Note that the above applies to gains on property that do not form part of the individual's business property. Gains on business property are taxed based on principles similar to those that apply to companies.

Note that gross proceeds from the sale of shares below the limit of CZK 100,000 per taxable period are exempt from taxation.

Dividend and interest income

Income from capital (i.e. dividends and other yields from securities, limited liability companies or limited partnerships, and interest and profit shares from silent partnerships) is taxable income and is generally treated as a part of the total annual tax base.

Dividends and other yields from securities or partnerships from limited liability companies or limited partnerships, profit shares from silent partnerships, and interest from deposit certificates and bonds paid by a Czech resident entity to a Czech tax resident are all subject to WHT of 15%. A WHT rate of 15% applies to income received by resident individuals from interest and other yields from savings on deposit accounts.

The rate of 15% also applies to income paid to Czech tax non-residents residing in EU/EEA states or in a state having concluded a DTT or an agreement on exchange of tax information with the Czech Republic. In other cases, the tax rate for this type of income is 35%.

WHT may be reduced under the applicable DTT. Several of these treaties further reduce the rate of WHT. Reduced WHT rates are only applicable if the individual remains tax resident in another jurisdiction (i.e. the other party to the DTT) and is not treated as a Czech tax resident as defined under the treaty.

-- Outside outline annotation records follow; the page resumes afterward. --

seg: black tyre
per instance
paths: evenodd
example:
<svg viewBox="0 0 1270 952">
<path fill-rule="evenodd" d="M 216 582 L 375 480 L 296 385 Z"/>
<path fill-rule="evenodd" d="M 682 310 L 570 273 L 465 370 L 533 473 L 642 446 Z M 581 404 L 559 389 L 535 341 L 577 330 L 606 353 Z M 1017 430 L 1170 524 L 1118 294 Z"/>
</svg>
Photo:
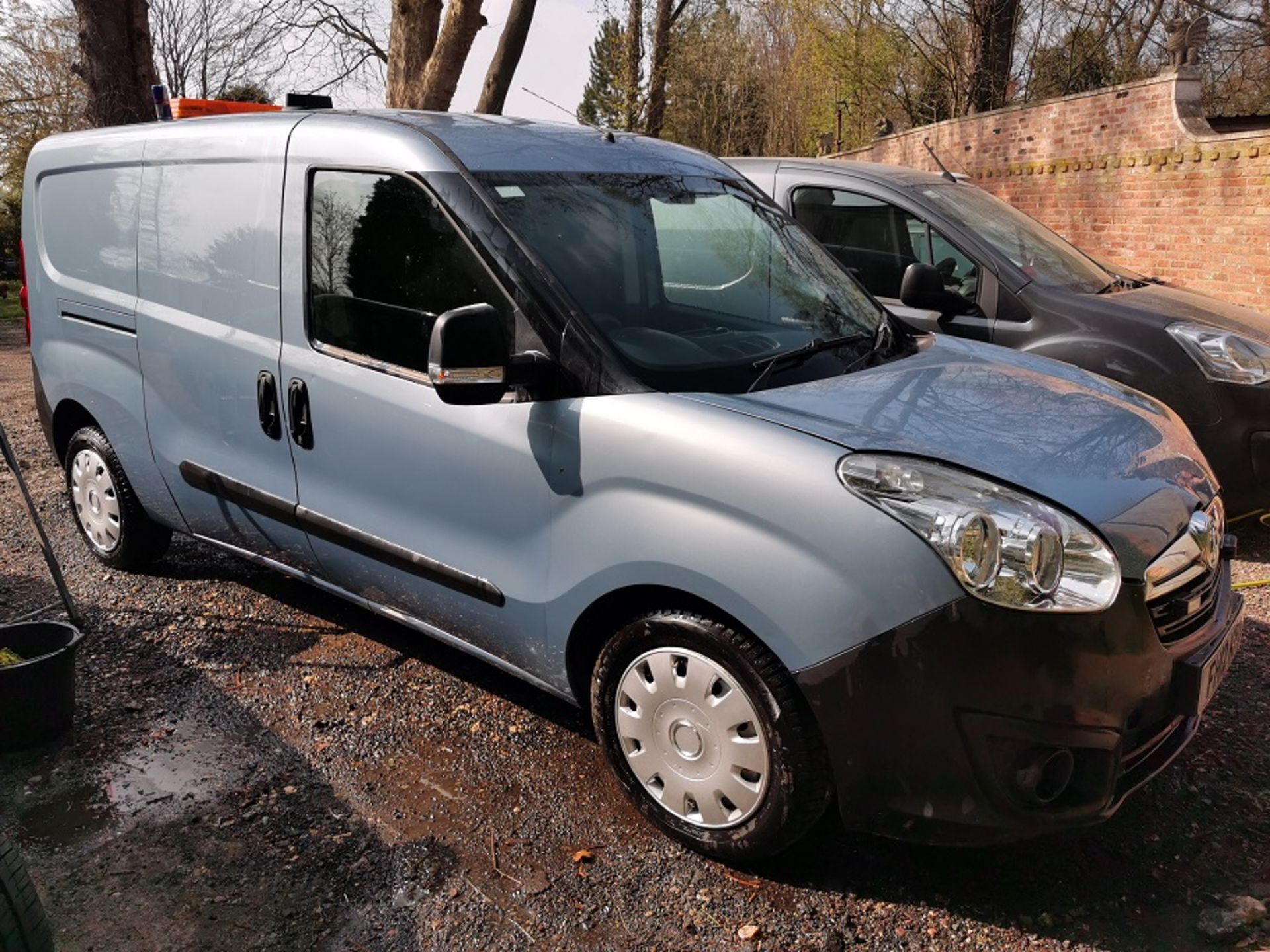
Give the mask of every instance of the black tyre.
<svg viewBox="0 0 1270 952">
<path fill-rule="evenodd" d="M 0 834 L 0 952 L 52 952 L 53 932 L 18 847 Z"/>
<path fill-rule="evenodd" d="M 168 551 L 171 529 L 146 515 L 102 430 L 76 432 L 64 463 L 75 523 L 99 561 L 113 569 L 144 569 Z"/>
<path fill-rule="evenodd" d="M 749 861 L 794 845 L 832 784 L 815 720 L 757 638 L 658 611 L 596 661 L 591 711 L 610 765 L 654 824 L 701 853 Z"/>
</svg>

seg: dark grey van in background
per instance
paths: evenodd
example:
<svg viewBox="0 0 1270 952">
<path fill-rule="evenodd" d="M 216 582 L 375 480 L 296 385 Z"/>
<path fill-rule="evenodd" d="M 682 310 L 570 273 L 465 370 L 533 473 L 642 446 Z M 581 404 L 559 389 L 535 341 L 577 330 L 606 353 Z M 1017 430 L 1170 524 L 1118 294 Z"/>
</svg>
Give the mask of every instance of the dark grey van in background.
<svg viewBox="0 0 1270 952">
<path fill-rule="evenodd" d="M 189 533 L 585 706 L 693 848 L 834 792 L 926 840 L 1096 823 L 1238 649 L 1176 414 L 911 334 L 700 152 L 279 112 L 56 136 L 24 194 L 95 557 Z"/>
<path fill-rule="evenodd" d="M 1232 518 L 1270 508 L 1270 316 L 1100 263 L 969 182 L 878 162 L 728 161 L 875 296 L 937 315 L 907 312 L 909 324 L 1163 400 L 1213 465 Z M 1251 241 L 1248 254 L 1270 249 Z M 914 269 L 906 293 L 913 264 L 937 274 Z"/>
</svg>

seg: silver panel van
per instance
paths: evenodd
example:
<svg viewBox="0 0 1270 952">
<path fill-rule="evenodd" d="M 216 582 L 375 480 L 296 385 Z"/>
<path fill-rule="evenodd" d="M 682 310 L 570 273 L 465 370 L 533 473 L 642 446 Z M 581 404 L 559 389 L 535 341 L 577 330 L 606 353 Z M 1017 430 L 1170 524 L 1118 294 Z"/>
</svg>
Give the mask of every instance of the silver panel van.
<svg viewBox="0 0 1270 952">
<path fill-rule="evenodd" d="M 1240 644 L 1156 400 L 916 335 L 743 176 L 639 136 L 279 112 L 56 136 L 39 414 L 103 562 L 171 532 L 588 707 L 671 835 L 1090 824 Z"/>
</svg>

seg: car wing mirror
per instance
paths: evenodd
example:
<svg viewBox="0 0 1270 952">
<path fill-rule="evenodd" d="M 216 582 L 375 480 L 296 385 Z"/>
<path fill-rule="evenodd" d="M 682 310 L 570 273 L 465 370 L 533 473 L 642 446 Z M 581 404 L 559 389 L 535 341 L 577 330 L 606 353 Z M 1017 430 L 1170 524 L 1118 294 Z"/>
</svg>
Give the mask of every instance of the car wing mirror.
<svg viewBox="0 0 1270 952">
<path fill-rule="evenodd" d="M 507 393 L 511 352 L 490 305 L 446 311 L 432 325 L 428 380 L 447 404 L 497 404 Z"/>
<path fill-rule="evenodd" d="M 944 287 L 944 275 L 939 268 L 914 261 L 904 269 L 899 282 L 899 301 L 906 307 L 922 311 L 939 311 L 942 317 L 952 317 L 974 308 L 955 291 Z"/>
</svg>

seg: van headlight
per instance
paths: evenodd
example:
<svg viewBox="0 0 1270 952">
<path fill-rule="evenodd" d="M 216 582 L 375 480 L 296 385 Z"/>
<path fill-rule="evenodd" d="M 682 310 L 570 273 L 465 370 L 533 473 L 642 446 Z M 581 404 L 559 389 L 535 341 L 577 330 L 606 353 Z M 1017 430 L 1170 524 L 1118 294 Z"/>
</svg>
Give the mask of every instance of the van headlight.
<svg viewBox="0 0 1270 952">
<path fill-rule="evenodd" d="M 1223 383 L 1270 380 L 1270 347 L 1260 341 L 1206 324 L 1170 324 L 1168 333 L 1209 380 Z"/>
<path fill-rule="evenodd" d="M 1100 612 L 1120 592 L 1120 565 L 1093 529 L 1025 493 L 904 456 L 845 456 L 838 479 L 926 539 L 984 602 Z"/>
</svg>

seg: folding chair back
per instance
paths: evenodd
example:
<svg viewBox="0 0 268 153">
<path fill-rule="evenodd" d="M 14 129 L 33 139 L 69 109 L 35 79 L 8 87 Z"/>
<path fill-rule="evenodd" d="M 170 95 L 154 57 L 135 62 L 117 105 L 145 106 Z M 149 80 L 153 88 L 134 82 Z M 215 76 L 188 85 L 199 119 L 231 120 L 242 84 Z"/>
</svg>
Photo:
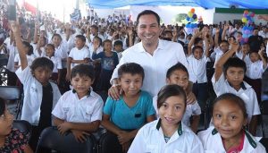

Dividend income and interest from bonds received from abroad can be included in the separate tax base, which is subject to a flat 15% tax rate (see the Taxes on personal income section).

Rental income

Income from the lease of real estate or the lease/rental of movable property represents another subgroup of taxable income. Deductible expenditures can be determined either as actual expenses or as a lump-sum percentage of taxable income (30%). Annual lump-sum expenses are limited to CZK 600,000.